The BTL development group worked under the direction of A. B. Clark (who later led the Research and Development activities of the new National Security Agency from 1954 to 1955) and developed a vocoder-based system which emphasized the preservation of voice quality. They chose a twelve-channel system. Ten of the channels each measured the power of the voice signal in a portion of the total voice frequency spectrum (generally 250-3000 Hz), and two channels were devoted to "pitch" information of the speech as well as whether or not unvoiced (hiss) energy was present. This work was essentially completed in 1942, and patents were filed. Most of the patents would be kept secret until 1976! BTL had invented the fundamentals of digital, encrypted voice,3 and they had also invented the means to transmit it.4
A 1983 review of this remarkable system for the Institute of Electrical and Electronic Engineers (IEEE)5 attributes no fewer than eight "firsts" to SIGSALY. They are as follows:
The IEEE article also points out that the system can be thought of as being one of the very first successful applications of spread spectrum technology.

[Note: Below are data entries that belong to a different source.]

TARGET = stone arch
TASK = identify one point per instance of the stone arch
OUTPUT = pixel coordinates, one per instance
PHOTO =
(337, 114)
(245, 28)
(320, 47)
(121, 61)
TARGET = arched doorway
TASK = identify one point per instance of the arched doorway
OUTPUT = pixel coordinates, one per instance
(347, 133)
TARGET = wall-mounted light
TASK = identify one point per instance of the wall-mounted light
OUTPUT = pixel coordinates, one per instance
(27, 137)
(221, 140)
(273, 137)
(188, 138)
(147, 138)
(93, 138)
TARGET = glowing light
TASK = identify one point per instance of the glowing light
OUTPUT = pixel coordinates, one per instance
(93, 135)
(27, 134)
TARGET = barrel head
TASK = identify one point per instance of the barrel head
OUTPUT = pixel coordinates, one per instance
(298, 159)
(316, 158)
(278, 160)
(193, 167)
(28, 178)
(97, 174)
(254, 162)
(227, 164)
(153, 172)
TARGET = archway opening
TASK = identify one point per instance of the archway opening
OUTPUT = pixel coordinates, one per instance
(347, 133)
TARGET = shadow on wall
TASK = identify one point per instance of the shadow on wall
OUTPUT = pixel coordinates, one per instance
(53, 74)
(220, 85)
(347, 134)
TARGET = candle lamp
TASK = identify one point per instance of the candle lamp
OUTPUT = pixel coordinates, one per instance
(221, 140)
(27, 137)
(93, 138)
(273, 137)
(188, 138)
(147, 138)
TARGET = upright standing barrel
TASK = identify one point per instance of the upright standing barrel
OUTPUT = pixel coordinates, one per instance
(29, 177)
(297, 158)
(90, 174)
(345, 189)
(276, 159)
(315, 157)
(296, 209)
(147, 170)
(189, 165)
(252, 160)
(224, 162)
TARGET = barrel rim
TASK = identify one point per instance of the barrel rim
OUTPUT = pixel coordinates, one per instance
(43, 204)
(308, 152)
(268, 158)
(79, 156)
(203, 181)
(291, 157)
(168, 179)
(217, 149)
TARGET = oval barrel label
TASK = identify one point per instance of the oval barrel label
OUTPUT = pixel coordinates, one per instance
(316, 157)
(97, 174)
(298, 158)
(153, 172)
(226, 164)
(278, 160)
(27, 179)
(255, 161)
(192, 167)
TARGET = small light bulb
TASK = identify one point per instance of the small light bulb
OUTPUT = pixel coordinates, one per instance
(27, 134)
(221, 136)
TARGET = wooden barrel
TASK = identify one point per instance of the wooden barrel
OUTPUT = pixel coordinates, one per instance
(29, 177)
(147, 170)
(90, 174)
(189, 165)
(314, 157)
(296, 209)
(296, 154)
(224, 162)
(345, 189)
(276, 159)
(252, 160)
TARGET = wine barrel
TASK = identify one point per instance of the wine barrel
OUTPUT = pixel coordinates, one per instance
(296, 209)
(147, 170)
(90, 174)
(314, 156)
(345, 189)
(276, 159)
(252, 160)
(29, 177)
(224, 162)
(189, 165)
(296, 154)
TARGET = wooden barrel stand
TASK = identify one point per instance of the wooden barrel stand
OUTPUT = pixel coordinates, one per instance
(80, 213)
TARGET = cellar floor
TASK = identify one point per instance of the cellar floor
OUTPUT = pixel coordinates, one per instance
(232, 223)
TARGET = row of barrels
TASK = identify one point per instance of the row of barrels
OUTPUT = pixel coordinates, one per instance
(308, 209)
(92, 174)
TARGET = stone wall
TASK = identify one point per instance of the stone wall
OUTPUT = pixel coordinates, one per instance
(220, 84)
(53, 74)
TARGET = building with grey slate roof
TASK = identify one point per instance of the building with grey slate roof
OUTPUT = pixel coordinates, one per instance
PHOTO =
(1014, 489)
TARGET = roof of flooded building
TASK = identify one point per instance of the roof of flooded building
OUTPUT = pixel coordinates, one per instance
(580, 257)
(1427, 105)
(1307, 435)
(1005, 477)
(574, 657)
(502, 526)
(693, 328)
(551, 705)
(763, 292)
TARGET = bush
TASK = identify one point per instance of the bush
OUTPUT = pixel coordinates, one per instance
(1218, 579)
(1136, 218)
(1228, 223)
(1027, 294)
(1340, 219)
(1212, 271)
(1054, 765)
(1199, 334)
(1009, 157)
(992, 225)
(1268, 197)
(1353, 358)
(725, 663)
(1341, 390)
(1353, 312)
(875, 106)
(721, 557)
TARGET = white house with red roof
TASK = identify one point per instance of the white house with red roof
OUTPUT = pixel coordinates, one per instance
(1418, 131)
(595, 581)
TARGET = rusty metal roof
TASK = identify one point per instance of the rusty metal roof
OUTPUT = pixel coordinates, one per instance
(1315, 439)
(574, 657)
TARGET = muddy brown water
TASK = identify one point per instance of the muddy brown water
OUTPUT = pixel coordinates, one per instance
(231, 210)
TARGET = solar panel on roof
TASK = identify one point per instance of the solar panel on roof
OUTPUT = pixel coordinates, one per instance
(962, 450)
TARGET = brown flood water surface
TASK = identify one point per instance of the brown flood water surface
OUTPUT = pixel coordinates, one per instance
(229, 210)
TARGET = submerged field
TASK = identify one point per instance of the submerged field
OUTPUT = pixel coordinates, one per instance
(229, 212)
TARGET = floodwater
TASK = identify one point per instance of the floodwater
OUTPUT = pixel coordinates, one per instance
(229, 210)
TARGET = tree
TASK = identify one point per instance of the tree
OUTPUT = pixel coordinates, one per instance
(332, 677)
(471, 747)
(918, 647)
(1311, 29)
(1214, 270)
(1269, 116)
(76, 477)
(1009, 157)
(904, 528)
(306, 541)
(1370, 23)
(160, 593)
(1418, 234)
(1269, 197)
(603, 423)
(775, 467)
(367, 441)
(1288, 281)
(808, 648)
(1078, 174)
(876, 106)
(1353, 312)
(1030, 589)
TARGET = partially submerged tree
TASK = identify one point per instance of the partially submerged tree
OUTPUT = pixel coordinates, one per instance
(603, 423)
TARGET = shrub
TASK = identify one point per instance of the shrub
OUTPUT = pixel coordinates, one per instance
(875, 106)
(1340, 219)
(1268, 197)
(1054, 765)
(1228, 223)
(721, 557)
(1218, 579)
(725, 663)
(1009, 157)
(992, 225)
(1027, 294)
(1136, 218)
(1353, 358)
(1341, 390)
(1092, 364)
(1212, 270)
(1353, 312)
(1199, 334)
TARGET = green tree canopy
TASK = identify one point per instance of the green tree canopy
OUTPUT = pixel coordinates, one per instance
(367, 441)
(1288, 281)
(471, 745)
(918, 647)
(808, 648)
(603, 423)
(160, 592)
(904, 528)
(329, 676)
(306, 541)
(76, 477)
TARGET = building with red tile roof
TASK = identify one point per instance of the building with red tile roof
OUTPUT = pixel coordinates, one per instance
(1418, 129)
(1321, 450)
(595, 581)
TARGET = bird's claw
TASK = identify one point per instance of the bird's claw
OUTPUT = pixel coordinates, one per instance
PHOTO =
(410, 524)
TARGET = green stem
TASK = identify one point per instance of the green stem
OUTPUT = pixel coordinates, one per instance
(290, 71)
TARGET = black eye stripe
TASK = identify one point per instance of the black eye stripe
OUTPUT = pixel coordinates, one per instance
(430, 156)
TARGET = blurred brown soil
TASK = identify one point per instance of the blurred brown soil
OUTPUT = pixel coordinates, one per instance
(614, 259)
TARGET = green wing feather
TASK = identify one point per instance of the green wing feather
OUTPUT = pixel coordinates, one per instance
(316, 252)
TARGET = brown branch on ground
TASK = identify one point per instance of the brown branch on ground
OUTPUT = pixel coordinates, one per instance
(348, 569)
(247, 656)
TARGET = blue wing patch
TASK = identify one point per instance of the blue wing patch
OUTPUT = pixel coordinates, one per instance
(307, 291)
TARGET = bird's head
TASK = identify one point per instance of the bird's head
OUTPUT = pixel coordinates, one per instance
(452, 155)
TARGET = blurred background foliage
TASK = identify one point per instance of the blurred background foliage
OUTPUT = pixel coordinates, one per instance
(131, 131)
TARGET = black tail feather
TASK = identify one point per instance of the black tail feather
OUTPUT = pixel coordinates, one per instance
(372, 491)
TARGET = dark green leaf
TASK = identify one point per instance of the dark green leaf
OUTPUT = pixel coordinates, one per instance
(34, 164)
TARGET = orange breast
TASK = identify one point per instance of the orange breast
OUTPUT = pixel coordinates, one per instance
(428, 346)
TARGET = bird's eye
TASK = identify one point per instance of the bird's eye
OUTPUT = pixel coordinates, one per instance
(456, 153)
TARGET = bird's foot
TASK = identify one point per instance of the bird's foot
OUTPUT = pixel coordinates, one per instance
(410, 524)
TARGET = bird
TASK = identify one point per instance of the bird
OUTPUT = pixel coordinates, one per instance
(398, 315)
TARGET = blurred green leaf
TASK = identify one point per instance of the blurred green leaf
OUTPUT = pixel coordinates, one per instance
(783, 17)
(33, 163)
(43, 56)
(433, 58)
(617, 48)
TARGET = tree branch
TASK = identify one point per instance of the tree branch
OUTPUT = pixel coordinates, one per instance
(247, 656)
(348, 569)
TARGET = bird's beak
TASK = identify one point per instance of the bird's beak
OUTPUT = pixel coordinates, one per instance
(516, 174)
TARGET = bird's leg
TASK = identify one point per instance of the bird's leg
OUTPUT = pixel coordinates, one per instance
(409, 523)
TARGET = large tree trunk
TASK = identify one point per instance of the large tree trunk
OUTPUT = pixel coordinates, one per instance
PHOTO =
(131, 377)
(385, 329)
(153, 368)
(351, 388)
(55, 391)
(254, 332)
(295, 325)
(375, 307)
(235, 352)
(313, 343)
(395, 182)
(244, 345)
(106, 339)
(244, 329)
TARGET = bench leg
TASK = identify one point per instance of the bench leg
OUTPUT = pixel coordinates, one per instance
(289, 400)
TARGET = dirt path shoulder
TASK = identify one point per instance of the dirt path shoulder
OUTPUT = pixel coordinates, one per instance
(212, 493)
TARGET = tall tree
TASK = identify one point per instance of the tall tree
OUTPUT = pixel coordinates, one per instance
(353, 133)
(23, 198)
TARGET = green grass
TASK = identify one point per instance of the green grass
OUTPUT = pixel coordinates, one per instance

An overview of the general scheme for digitizing the voice information and encrypting it is shown in Appendix B. This was a completely new approach to the problem and was based on the extensive communications research then being conducted at BTL.6
It is a rare thing indeed to produce a new system with so many unique features. These were not simply "improvements"; they were fundamentally new and absolutely necessary for the system to work. The concepts were proven in the lab, but before the system was ready for final development and deployment, there were several important system features which needed refinement.
Key generation was a major problem. The basic requirements for the key (one essential part of the total encryption system) was that it should be completely random, and must not repeat, but could still be replicated at both the sending and receiving ends of the system.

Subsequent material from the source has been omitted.